Tapperheten was ordered from Kokums in October 1898 at a cost of SEK 2,390,000. The vessel was the second to be named Tapperheten, meaning courage, the first being a ship of the line launched by the same shipyard in 1785. Laid down on 12 October, the ship was launched on 7 November 1901 and completed in 1902. The ship was commissioned into the coastal defence fleet based at Karlskrona.

On 3 August 1907, the vessel joined with and two other ships of the Swedish Navy at a naval review by Edward VII in The Solent. Four days later the ship led the squadron into Portsmouth where the sailors were hosted by staff of the Royal Naval Barracks and HMS Excellent. On 28 January 1914, Tapperheten ran aground off the coast of the island of Sandön while manoeuvring in the Stockholm Archipelago. Despite numerous attempts, it was not possible to refloat the ship until 10 July.

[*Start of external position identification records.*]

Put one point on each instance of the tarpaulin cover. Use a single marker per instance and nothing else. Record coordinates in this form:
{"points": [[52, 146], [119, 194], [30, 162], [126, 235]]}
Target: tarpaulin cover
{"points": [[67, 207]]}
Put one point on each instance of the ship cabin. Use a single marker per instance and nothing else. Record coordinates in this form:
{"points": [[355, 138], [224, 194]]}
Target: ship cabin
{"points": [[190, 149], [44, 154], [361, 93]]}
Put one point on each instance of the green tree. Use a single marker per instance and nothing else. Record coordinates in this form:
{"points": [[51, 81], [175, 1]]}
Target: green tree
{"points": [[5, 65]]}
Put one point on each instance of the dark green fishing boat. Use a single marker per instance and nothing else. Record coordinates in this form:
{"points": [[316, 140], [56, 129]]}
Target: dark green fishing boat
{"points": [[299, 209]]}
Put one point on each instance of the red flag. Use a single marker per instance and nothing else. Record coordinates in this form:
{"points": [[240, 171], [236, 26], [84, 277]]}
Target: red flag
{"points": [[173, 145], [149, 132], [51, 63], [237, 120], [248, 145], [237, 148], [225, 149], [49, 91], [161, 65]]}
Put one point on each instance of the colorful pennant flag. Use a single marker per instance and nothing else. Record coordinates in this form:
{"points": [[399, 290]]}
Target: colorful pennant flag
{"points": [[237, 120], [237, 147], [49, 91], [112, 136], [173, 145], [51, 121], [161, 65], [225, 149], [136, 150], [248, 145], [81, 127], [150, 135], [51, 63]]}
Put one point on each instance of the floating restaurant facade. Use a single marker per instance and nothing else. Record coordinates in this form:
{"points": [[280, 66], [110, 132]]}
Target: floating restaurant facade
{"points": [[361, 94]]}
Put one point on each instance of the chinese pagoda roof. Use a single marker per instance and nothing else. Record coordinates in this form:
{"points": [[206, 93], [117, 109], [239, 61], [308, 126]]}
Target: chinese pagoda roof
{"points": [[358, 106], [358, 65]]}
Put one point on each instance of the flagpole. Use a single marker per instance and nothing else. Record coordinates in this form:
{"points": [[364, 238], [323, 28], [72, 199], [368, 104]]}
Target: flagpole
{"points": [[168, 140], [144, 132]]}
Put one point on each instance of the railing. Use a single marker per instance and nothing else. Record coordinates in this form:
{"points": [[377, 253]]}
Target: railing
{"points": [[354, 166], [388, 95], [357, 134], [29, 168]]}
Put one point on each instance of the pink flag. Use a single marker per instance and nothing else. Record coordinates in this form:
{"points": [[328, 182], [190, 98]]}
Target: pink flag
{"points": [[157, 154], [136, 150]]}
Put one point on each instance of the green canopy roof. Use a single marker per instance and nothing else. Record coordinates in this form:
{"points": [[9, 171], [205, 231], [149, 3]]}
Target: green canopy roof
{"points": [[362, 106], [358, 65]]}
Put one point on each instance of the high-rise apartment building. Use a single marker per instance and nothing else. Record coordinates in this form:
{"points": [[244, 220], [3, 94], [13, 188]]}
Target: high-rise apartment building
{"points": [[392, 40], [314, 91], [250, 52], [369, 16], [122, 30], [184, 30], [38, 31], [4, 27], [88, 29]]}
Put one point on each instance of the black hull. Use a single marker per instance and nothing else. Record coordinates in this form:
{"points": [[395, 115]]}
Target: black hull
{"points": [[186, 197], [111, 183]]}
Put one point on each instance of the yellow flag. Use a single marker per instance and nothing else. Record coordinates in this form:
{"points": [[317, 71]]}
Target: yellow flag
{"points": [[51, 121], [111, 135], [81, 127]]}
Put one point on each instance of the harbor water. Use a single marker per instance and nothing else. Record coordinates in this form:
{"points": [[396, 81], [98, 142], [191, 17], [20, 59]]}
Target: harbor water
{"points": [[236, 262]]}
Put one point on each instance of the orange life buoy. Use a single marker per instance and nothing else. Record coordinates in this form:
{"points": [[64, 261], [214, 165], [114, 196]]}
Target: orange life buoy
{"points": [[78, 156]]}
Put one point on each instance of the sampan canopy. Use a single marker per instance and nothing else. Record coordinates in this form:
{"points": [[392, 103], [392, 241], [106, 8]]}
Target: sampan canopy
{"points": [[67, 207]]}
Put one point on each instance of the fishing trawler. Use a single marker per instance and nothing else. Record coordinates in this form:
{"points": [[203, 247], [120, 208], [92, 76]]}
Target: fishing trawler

During this time, the vessel was repeatedly battered by waves and yet stayed generally unharmed with all bulkheads remaining watertight and the hull in good condition, gaining the nickname Fastigheten, or Permanence, in the process. After a short repair, Tapperheten was recommissioned into the coastal defence fleet, the process sped up due to the ongoing First World War. The cost of the damage and repair was SEK 1,340,808. The ship served for the remainder of the conflict protect the nation's trade routes and shipping fleet due to Sweden's neutrality in the war. In 1927, the warship received a second nickname, Tappaankarheten, meaning anchor losing, in honour of the loss of an anchor in the English Channel.

At the start of the Second World War, the warship was used as a flagship. The ship's weaponry was considered outdated and so was upgraded between 1939 and 1940. The torpedo tubes were removed and four 57 mm and two 25 mm anti-aircraft guns added. The vessel was transferred to Karlskrona. On 17 September 1941, the warship was at anchor at Hårsfjärden when the destroyer exploded in the Hårsfjärden disaster. Tapperheten was undamaged in the incident. During that year, the vessel was allocated to the squadron based at Stockholm, before returning to Karlskrona the following year. After the war, Sweden decided to retire the whole fleet of coastal defence ships. On 13 July 1947, Tapperheten was taken out of service and, in 1952, was sold to AB Vrng to be broken up at Oxelösund.